Melalui ayat ini Allah mengingatkan kaum Bani Israil terhadap apa yang telah Dia perintahkan kepada mereka dan pengambilan janji oleh-Nya atas hal tersebut dari mereka, tetapi mereka berpaling dari semuanya itu dan menentang secara disengaja dan direncanakan, sedangkan mereka mengetahui dan mengingat hal tersebut. Maka Allah Swt. memerintahkan mereka agar menyembah-Nya dan jangan menyekutukan-Nya dengan sesuatu pun. Hal yang sama diperintahkan pula kepada semua makhluk-Nya, dan untuk tujuan tersebutlah Allah menciptakan mereka. Sebagaimana yang disebutkan di dalam ayat yang lain, yaitu firman-Nya:
Dan Kami tidak mengutus seorang rasul pun sebelum kalian, melainkan Kami wahyukan kepadanya, "Bahwasanya tidak ada Tuhan melainkan Aku, maka sembahlah Aku oleh kamu sekalian." (Al Anbiyaa:25)
Dan sesungguhnya Kami telah mengutus rasul pada tiap-tiap umat (untuk menyerukan), "Sembahlah Allah (saja), dan jauhilah tagut itu
(An Nahl:36)
Hal ini merupakan hak yang paling tinggi dan paling besar, yaitu hak Allah Swt. yang mengharuskan agar Dia semata yang disembah, tiada sekutu bagi-Nya, setelah itu baru hak makhluk, dan yang paling dikuatkan untuk ditunaikan ialah hak kedua orang tua.

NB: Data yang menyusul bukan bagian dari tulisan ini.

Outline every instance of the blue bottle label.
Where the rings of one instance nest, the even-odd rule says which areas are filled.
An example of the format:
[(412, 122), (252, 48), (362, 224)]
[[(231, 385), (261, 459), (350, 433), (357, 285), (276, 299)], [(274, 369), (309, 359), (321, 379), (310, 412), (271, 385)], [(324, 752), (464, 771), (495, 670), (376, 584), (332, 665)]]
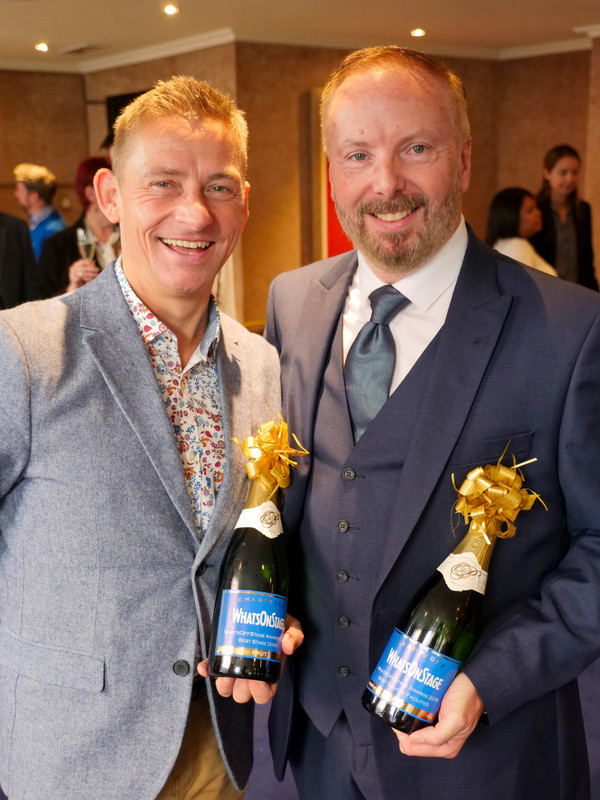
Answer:
[(460, 661), (411, 639), (396, 628), (367, 689), (413, 717), (433, 722)]
[(281, 595), (224, 589), (215, 655), (281, 661), (286, 610)]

Karena itu, Allah Swt. selalu membarengi hak kedua orang tua dengan hak-Nya, seperti yang dijelaskan dalam firman-Nya:
Bersyukurlah kepada-Ku dan kepada dua orang ibu bapakmu, dan hanya kepada-Kulah kembali kalian. (Luqman:14)

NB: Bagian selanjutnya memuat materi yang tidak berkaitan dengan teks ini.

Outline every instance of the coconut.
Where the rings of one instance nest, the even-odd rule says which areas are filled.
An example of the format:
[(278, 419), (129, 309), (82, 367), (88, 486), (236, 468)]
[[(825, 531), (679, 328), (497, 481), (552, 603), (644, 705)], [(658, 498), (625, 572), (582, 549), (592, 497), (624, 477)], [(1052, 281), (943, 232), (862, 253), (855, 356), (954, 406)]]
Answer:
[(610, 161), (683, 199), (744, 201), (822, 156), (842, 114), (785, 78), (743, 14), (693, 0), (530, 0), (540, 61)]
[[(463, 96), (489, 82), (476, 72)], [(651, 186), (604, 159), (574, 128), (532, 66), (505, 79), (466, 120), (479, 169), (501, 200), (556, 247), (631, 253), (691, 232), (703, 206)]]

Allah Swt. telah berfirman pula dalam ayat lainnya:
Dan Tuhanmu telah memerintahkan supaya kamu jangan menyembah selain Dia, dan hendaklah kamu berbuat baik pada ibu bapakmu dengan sebaik-baiknya. (Al Israa':23)
sampai dengan firman-Nya:
Dan berikanlah kepada keluarga-keluarga yang dekat akan haknya, kepada orang miskin dan orang yang dalam perjalanan. (Al Israa':26)
Di dalam kitab Sahihain disebutkan sebuah hadis dari Ibnu Mas'ud r.a. seperti berikut:
Aku bertanya, "Wahai Rasulullah, amal perbuatan apakah yang paling utama? Beliau menjawab, "Salat pada waktunya" Aku bertanya lagi, "Kemudian apa lagi!" Beliau menjawab, "Berbakti kepada kedua ibu bapak." Aku bertanya, "Kemudian apa lagi!" Beliau menjawab, ''Jihad dijalan Allah."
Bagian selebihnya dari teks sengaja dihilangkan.